Cultura de resistência
Há infinitas gerações, o povo Kairi-Xocó resiste à beira do Velho Chico. Aliás, a própria denominação remonta ao genocídio que atravessara a colonização, adentrando o século 20. No tempo do Império, muitos grupos se fundiram na região, migrando em busca de sobrevivência: Xocó, Fulni-ô, Natu, Caxagó, Aconã, Pankararu, Karapotó, Tingui-Botó. Já no século 20, com a fusão entre os Kariri, de Porto Real do Colégio, e parte dos Xocó, da ilha fluvial sergipana de São Pedro, veio o nome: Kariri-Xocó.

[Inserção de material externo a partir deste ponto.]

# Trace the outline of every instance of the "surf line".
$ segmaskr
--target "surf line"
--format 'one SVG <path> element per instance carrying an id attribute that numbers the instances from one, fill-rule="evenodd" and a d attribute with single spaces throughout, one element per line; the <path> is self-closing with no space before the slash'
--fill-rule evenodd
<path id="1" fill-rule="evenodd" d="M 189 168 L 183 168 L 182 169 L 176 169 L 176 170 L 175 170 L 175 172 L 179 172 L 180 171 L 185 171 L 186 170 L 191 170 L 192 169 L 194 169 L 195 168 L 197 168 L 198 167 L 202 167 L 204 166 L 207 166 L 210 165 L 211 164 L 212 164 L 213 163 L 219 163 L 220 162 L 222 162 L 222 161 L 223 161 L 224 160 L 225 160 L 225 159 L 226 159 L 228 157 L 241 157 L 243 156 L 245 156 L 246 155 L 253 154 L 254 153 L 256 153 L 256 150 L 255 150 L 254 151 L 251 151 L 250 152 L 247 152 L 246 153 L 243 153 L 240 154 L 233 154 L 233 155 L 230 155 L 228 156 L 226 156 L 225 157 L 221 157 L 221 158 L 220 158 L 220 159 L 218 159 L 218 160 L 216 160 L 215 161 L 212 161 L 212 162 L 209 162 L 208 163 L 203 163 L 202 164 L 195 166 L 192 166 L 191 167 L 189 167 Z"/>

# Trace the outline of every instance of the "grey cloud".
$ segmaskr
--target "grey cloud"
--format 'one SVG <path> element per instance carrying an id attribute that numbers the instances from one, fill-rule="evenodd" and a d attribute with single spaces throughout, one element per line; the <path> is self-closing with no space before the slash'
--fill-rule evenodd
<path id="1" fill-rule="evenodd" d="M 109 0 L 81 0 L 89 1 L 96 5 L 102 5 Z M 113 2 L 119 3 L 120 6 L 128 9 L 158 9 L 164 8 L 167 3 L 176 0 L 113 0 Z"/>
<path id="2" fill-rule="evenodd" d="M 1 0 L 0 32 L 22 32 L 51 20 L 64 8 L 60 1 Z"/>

Nas danças do Toré, os Kariri-Xocó guardam essa memória de luta. “To” significa som e “Ré” significa sagrado. No Toré, os cantos e danças expressam os acontecimentos históricos e culturais, além dos fenômenos naturais. O instrumento musical é a maraca, tocada acompanhando os batimentos cardíacos. As danças circulares representam a circunferência da terra, do sol, da lua, da aldeia, da maloca, da vida.
As Engrenagens Do Sistema
• Uma unidade de captação flutuante com capacidade de bombeamento de 26 litros de água bruta por segundo;
• 2,2 km de rede adutora de água bruta em tubulação pvc-o, com 200 mm de diâmetro;
• Três adutoras de água tratada, totalizando 7,2 km;
• Uma estação de tratamento de água composta pelas principais fases de tratamento necessárias para a água bruta captada no Rio São Francisco;
• Um reservatório na estação de tratamento com capacidade para reservar 250 mil litros de água;
• Um reservatório elevado no Ouricuri com capacidade para reservar 220 mil litros de água;
• Um terceiro reservatório em plástico reforçado com fibra de vidro e capacidade para reservar 20 mil litros de água;
• 10,4 km de redes de distribuição;
• Cerca de 1.000 ramais hidrometrados.